El encuentro terminó rápido. Hasta tuvimos un roce de mejillas con María. Pero más allá de las connotaciones románticas de este acontecimiento. Había algo que me preocupaba. Tonto como era, a esa edad. No lo era tanto para no darme cuenta que lo que me requería María. Era, lo menos una indiscreción, sino una traición. ¿Cómo podía pretender que yo buscara entre los papeles de mi jefe, el legajo de su padre? ¿Es que acaso se había vuelto loca? No, el que estaba loco era yo por escucharla.


Lo que más me sorprendió fue que mi jefe no se sorprendiera. Cuando le conté sobre el extraño pedido de María. Era obvio que algo sabía. En definitiva, era él quien me había estado entregando las cartas de María. ¿Las habría leído? Probablemente. Por algo había sido elegido por San Martín para dirigir su servicio secreto.

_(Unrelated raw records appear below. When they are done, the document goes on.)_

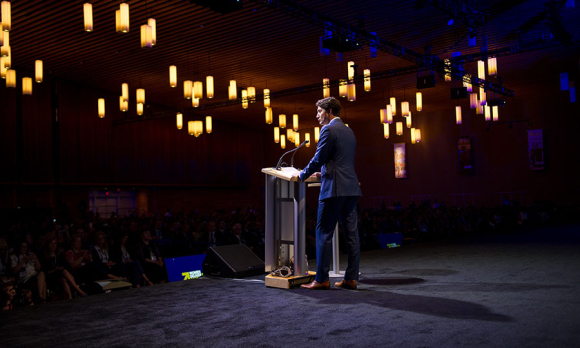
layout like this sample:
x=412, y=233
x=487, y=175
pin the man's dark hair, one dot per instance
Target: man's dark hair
x=329, y=104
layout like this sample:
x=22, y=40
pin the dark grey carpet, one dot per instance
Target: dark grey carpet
x=512, y=290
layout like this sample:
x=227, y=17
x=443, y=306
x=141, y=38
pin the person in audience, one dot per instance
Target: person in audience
x=53, y=265
x=27, y=271
x=150, y=258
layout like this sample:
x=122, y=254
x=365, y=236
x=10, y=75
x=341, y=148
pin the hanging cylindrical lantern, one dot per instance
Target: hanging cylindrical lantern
x=350, y=70
x=266, y=98
x=405, y=109
x=146, y=36
x=245, y=98
x=187, y=89
x=208, y=125
x=6, y=16
x=419, y=101
x=342, y=89
x=269, y=116
x=417, y=135
x=399, y=126
x=198, y=128
x=153, y=24
x=233, y=90
x=38, y=71
x=351, y=91
x=198, y=89
x=209, y=86
x=295, y=122
x=140, y=96
x=473, y=100
x=101, y=107
x=27, y=86
x=492, y=66
x=367, y=79
x=190, y=128
x=11, y=78
x=252, y=94
x=172, y=76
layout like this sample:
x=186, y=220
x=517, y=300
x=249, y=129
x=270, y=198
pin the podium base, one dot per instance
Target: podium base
x=289, y=282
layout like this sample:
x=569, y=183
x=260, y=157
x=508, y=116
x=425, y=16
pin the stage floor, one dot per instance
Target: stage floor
x=519, y=289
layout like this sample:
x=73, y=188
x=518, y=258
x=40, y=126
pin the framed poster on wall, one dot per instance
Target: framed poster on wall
x=400, y=161
x=464, y=153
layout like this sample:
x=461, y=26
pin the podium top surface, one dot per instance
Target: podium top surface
x=286, y=173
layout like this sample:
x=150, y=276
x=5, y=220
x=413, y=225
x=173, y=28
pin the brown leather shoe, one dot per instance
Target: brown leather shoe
x=346, y=284
x=316, y=285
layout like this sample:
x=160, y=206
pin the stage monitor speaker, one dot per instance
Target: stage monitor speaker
x=232, y=261
x=459, y=93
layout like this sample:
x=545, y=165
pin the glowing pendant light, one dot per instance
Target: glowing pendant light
x=405, y=109
x=208, y=125
x=11, y=78
x=153, y=24
x=367, y=79
x=101, y=107
x=209, y=86
x=295, y=122
x=140, y=96
x=187, y=89
x=6, y=16
x=125, y=91
x=88, y=13
x=172, y=76
x=419, y=101
x=342, y=89
x=266, y=98
x=146, y=36
x=269, y=115
x=198, y=89
x=351, y=91
x=245, y=98
x=27, y=86
x=38, y=71
x=399, y=126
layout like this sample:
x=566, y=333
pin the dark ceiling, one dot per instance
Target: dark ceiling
x=267, y=46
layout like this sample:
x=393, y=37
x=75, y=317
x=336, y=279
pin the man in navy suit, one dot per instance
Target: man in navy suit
x=339, y=193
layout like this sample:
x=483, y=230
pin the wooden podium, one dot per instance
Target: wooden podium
x=285, y=226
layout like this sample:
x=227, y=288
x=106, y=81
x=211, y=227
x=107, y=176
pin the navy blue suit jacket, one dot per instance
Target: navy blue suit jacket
x=335, y=156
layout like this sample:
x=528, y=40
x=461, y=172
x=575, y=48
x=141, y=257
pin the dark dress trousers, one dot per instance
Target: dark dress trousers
x=339, y=192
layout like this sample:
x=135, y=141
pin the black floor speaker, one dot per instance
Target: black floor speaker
x=232, y=261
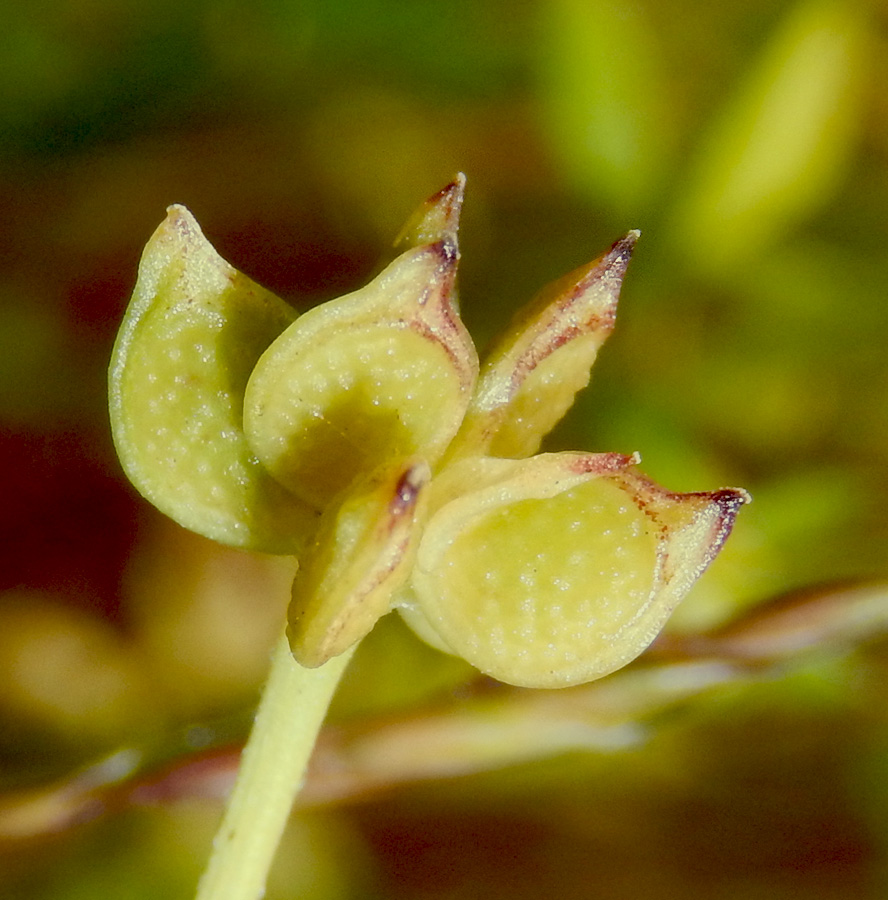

_ Está bien Juan que hayas venido a mí. Las lealtades de un soldado no pasan por unas 80 libras de carne. Por mas bien formados que estén. _ Dijo socarrón. Por mi parte trate de disimular el desagrado que aquel comentario me había producido. El prosiguió:


_ Le seguiremos el juego. Veremos hasta donde o hasta quien llegamos. Aquí tienes. Estos son los papeles que tenemos de su padre. Dijo esto alargándome varios folios anudados entre dos tapas de cartón negro.


_ Bastante tenemos como verás. Obviamente, a cambio de estos papeles habrás de sacarle algo a cambio a tu novia. Así es este negocio. _ Dijo esto, a la par que largaba una risotada y me palmeaba la espalda.


Hubiera querido matarlo en ese momento. Me tuve que contentar con el más duro de los silencios y con mi mejorcara de desprecio.